The first step is insertion of a Foley catheter to assist in urethral localization. Although the urethra can be bracketed quite closely by the implant needles, it is essential to avoid transfixing it. The afterloading devices (carrier needles or catheters) are inserted in parallel planes with equal spacing to create a uniform volume implant orthogonally to the longitudinal direction of the penis. Single-plane implants are discouraged because the isodose at a depth will be scalloped and may result in underdose to a part of the tumor. Generally, two to three
planes of needles or catheters are sufficient (21). For the template technique, individual needles (19.5 gauge for LDR and 17.5 gauge for PDR) are held in a parallel array using predrilled Lucite or plexiglass templates. When using brachytherapy catheters, the applicators are stabilizing devices such as Jackson–Pratt selleck inhibitor drains or fixing buttons. Appropriate spacing is chosen to cover the lesion, avoid the urethra, and provide an adequate margin. For LDR or PDR implants, spacing of 12–18 mm is acceptable, but 14–16 mm is preferred. Spacing should selleckchem be equivalent between adjacent needles and planes of needles. It should be noted that the closer the spacing, the less the lateral margin of high dose coverage lateral to the needles. Exterior planes of needles or “plesiocurietherapy”
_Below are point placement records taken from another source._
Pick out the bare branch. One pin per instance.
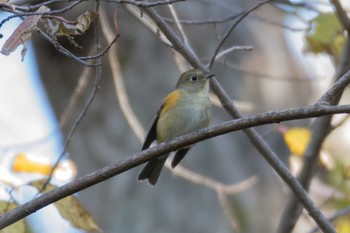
(174, 144)
(255, 138)
(342, 15)
(228, 33)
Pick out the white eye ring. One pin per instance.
(194, 78)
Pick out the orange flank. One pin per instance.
(170, 101)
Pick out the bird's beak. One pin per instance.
(208, 76)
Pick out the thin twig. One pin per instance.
(73, 100)
(234, 25)
(86, 107)
(121, 94)
(335, 216)
(138, 158)
(145, 4)
(342, 15)
(255, 138)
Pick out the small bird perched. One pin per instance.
(186, 109)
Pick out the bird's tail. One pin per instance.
(152, 170)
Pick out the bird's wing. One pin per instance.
(152, 133)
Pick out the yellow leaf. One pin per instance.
(297, 140)
(326, 34)
(71, 210)
(23, 163)
(18, 227)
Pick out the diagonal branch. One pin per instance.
(255, 138)
(321, 129)
(138, 158)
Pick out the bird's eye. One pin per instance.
(194, 78)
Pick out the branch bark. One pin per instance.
(138, 158)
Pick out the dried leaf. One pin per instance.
(71, 210)
(61, 27)
(18, 227)
(23, 33)
(84, 21)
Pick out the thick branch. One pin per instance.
(321, 128)
(188, 139)
(255, 138)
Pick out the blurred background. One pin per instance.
(275, 73)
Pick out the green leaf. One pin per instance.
(326, 35)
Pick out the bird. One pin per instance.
(186, 109)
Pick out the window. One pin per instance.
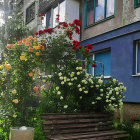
(103, 64)
(138, 58)
(98, 10)
(136, 3)
(30, 13)
(20, 5)
(59, 10)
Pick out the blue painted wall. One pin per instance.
(122, 44)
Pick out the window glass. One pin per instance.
(30, 13)
(110, 8)
(99, 13)
(90, 14)
(138, 58)
(55, 12)
(102, 60)
(48, 18)
(62, 11)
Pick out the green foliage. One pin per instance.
(131, 127)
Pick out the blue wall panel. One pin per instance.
(122, 56)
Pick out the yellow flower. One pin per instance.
(30, 74)
(1, 66)
(35, 119)
(22, 57)
(8, 66)
(14, 116)
(14, 91)
(37, 53)
(15, 101)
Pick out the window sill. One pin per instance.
(105, 77)
(30, 21)
(136, 75)
(101, 21)
(137, 6)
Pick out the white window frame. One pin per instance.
(137, 73)
(58, 5)
(106, 77)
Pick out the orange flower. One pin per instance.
(30, 49)
(19, 42)
(37, 53)
(30, 74)
(35, 88)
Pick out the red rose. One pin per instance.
(75, 44)
(89, 46)
(30, 49)
(41, 18)
(41, 47)
(94, 66)
(132, 119)
(77, 22)
(40, 32)
(118, 118)
(49, 30)
(80, 47)
(69, 34)
(77, 30)
(36, 33)
(35, 88)
(86, 51)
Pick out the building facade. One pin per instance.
(30, 13)
(113, 28)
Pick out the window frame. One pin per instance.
(94, 12)
(93, 54)
(34, 3)
(136, 4)
(137, 73)
(57, 5)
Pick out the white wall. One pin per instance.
(34, 23)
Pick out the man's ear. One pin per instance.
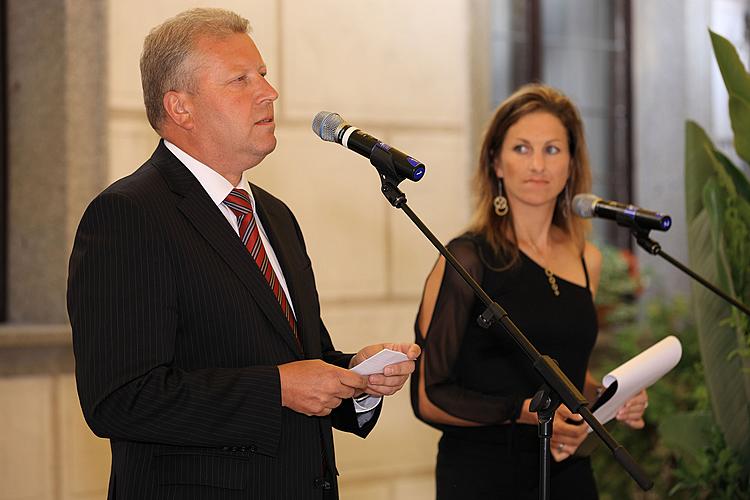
(178, 108)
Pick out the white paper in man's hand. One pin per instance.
(376, 363)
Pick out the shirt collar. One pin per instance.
(212, 181)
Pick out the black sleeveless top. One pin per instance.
(482, 375)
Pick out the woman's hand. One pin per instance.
(568, 432)
(631, 413)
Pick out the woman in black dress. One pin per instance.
(531, 256)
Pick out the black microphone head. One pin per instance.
(583, 204)
(326, 125)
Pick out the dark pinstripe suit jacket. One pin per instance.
(177, 337)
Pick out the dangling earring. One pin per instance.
(500, 202)
(565, 202)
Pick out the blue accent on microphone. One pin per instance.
(418, 173)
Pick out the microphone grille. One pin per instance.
(326, 125)
(584, 203)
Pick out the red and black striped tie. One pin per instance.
(239, 203)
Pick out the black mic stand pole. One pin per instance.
(557, 387)
(652, 247)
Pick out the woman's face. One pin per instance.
(534, 160)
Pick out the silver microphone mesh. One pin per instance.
(326, 125)
(583, 204)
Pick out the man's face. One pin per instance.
(232, 109)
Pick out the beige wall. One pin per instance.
(399, 70)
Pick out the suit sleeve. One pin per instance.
(123, 312)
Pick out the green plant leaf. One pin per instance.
(738, 179)
(724, 376)
(736, 77)
(698, 167)
(739, 113)
(687, 434)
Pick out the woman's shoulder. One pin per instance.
(592, 255)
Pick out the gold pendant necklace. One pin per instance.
(547, 271)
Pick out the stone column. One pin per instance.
(57, 144)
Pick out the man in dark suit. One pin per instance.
(200, 351)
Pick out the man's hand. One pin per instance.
(394, 376)
(314, 387)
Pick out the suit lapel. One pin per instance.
(273, 229)
(210, 223)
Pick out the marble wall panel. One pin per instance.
(131, 142)
(441, 199)
(27, 441)
(392, 61)
(85, 458)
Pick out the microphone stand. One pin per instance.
(557, 387)
(652, 247)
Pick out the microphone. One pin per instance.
(589, 205)
(389, 161)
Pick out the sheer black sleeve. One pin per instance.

(i.e., placed in space outside the penis) can be used to ensure adequate coverage of the surface and allow the most superficial of the “in-tissue” planes to be deep enough to avoid scarring Etomidate or necrosis from sources being too close to the skin. Tissue-equivalent bolus is placed between the exterior plane and the tissue surface to provide adequate radiation scatter (Fig. 2). The high-dose-rate (HDR) implant procedure is technically similar to the LDR brachytherapy, but it is not essential for the catheters to exactly follow a particular spacing system because source loading and dwell time adjustments (dosimetry optimization) can be used to
modulate the intensity of the radiation within the treatment volume within a certain range. Closer spacing is preferable for the HDR technique, generally 10–12 mm between needles or catheters because it improves the control and uniformity of the dosimetry. For instance, to minimize central dose to the urethra, periurethral needles can be more widely separated. A template that accommodates this flexibility is shown in Fig. 3. Holes are drilled on 3-mm centers (the closest possible to still have the enough template material between the holes for strength) allowing the needles to be spaced 9 or 12 mm apart as required. The bridge keeps the two templates parallel at all times. The parallel planes of needles can be either staggered or superimposed. Similar catheter spacing considerations can be applied to other stabilization techniques.